Color and Texture Differentiation
[0045] As described above, values in a spreadsheet have different
meanings. For example, one set of numbers may represent the dollar
value of a widget, another set of numbers may represent the dollar
value of all widgets together, another set of numbers may represent
the number of widgets sold on a particular day, and another set of
numbers may represent the fraction of widgets sold on a particular
day. In this example, there are three units of numbers: widget
count; %, and $. A displayed computation node may carry a label
indicating that node's unit type. Whenever the output of that node
is displayed, its line is displayed with a color corresponding to
the unit type (e.g., dollar values may be displayed in green as
shown in FIG. 6), so that a user may easily and quickly see which
values are comparable to each other). Thus, in general, in one or
more embodiments, different colors and/or textures may be assigned
to different units, so that the meaning of each number and
comparisons of like numbers are visually easy to determine.
[0046] Further, in one or more embodiments, different colors and/or
textures may be assigned to positive and negative numbers, so it is
easy to visually distinguish between two values of the same
magnitude and opposite sign and determine which visible values are
positive and which are negative.

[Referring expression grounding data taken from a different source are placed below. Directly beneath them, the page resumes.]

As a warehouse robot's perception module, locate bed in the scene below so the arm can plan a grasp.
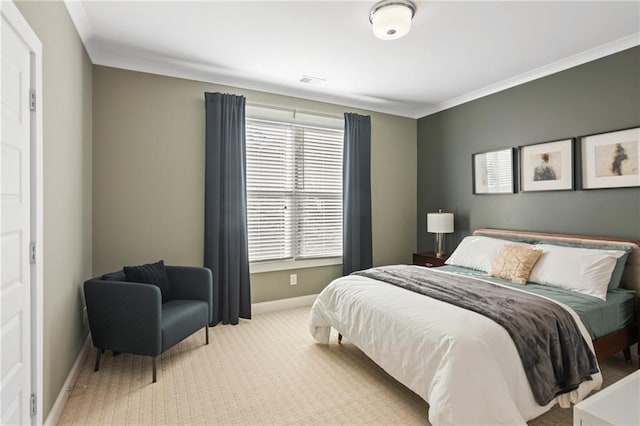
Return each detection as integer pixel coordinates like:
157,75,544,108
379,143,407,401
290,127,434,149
309,229,640,425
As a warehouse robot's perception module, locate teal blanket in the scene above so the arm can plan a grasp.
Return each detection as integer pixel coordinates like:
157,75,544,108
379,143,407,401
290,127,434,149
353,265,598,406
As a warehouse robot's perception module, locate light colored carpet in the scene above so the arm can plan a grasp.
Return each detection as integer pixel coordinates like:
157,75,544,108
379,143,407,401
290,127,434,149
60,307,638,426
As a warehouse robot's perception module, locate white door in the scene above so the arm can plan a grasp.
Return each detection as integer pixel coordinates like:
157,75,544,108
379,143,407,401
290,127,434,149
0,7,32,425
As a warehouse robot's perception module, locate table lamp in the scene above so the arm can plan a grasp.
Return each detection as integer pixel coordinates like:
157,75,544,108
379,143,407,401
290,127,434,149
427,209,453,258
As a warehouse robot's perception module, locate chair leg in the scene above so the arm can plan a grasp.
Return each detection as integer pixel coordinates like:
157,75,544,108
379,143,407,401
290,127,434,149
93,349,103,371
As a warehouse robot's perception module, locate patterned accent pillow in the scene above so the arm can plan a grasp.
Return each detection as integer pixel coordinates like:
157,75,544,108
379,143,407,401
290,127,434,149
489,244,542,284
123,260,171,303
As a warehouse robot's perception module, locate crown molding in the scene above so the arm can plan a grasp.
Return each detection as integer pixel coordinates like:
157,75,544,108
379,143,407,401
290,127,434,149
64,0,640,119
414,33,640,118
64,0,94,63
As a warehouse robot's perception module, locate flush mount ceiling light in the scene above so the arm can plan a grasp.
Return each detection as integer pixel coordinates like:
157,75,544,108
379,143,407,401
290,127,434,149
369,0,416,40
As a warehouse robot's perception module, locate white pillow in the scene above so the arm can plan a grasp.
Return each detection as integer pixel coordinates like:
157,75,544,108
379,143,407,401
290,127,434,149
528,244,625,300
444,235,533,272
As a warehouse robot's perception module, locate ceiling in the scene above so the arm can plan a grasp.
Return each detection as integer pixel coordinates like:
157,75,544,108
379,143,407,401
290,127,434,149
65,0,640,118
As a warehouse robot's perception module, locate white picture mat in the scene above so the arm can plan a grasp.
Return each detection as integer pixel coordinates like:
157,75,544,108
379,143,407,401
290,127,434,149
581,127,640,189
473,148,514,194
520,139,573,191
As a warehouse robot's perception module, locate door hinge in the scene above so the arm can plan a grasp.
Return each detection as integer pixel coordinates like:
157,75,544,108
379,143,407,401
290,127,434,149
29,243,36,263
31,393,38,416
29,89,36,111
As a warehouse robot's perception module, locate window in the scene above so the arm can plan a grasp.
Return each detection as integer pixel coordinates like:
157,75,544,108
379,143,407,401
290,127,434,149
246,110,344,270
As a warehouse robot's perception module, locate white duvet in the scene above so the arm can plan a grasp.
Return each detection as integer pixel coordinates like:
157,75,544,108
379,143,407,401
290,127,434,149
309,266,602,425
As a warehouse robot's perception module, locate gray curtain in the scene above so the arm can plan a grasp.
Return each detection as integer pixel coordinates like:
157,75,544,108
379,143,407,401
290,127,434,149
342,113,373,275
204,93,251,325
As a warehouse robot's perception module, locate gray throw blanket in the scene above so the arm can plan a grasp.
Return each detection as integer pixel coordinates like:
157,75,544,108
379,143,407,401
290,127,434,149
353,265,598,405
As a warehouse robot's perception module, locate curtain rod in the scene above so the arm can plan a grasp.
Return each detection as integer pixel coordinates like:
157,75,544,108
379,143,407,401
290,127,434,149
247,102,344,120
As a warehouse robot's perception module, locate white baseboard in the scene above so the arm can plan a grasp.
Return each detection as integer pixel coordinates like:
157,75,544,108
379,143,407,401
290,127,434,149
44,334,91,426
251,294,318,315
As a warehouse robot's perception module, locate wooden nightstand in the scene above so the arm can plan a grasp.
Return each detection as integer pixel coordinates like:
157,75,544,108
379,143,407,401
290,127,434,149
413,252,448,268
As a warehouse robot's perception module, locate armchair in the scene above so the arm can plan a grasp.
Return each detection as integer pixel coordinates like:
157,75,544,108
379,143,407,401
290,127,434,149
84,266,213,383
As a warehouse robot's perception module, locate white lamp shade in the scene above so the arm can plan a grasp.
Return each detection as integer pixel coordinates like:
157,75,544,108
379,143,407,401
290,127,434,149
427,213,453,234
371,4,413,40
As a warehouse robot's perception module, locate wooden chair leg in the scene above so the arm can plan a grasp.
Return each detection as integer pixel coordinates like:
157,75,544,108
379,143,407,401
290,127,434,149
93,349,104,371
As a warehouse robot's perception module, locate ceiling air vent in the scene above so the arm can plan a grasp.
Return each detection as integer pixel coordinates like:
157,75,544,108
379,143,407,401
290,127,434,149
300,74,327,84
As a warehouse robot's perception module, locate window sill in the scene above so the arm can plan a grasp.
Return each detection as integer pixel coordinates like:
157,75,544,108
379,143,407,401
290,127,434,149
249,257,342,274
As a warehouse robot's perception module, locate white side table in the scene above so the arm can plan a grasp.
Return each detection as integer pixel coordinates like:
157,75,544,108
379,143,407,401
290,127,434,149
573,370,640,426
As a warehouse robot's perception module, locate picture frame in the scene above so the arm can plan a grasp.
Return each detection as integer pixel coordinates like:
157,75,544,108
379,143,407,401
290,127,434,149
580,127,640,189
471,148,516,194
518,138,575,192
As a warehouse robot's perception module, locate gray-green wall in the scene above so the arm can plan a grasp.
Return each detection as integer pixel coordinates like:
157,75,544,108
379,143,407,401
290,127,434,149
16,1,93,418
417,47,640,251
93,66,417,303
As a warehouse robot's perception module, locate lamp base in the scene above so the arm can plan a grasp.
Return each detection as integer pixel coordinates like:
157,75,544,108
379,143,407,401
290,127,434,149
434,232,445,259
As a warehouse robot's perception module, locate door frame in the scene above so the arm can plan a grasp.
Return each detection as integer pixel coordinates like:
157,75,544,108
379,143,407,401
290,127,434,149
0,0,44,425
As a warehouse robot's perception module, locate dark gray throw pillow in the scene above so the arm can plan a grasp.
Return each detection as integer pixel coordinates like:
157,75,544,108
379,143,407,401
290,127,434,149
123,260,171,303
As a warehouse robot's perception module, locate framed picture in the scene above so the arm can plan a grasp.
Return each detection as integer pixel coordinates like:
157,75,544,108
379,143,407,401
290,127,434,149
580,127,640,189
472,148,516,194
519,139,573,192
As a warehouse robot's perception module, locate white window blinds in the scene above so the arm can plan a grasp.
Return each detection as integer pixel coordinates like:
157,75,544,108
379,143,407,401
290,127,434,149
246,118,344,262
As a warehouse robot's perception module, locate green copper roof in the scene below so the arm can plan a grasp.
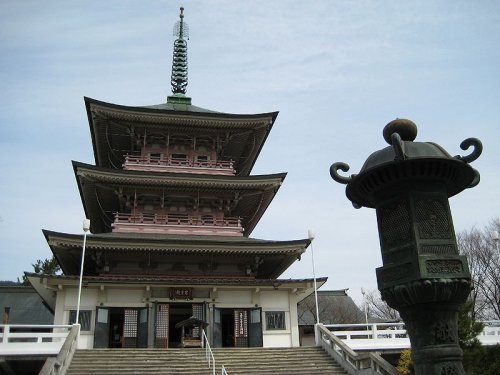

For example, an output value "-5"
may be shown by a striped line as shown in FIG. 8A. Moreover, those
skilled in the art will note that, for example, using color for
units and texture for positive/negative differentiation (or
vice-versa) allows both units and sign to be distinguishable
simultaneously and independently.
[0047] Each node's numeric output may be positive or negative, and
it may be important that the display make such a distinction
visually obvious when drawing the output of the node. For example,
a drawing command may be invoked with alternate textures, such a
solid lines for positive numbers and dashed ones for negative
numbers. Or, for example, positive number may be displayed with
lines of one color and negative numbers with lines of another
color.
Unit Determination
[0048] In one or more embodiments, the numerical computation
visualization tool 20 automatically determines which values in a
formula share like units, either by extracting labels from a file
and/or assigning like units to any numbers linked by certain
unit-preserving computations (e.g., addition, subtraction,
maximum/minimum, averaging, median). Thus, the numerical
computation visualization tool 20 may automatically determine which
numbers are to be labeled and normalized together, even if the
author of the computations did not label those numbers.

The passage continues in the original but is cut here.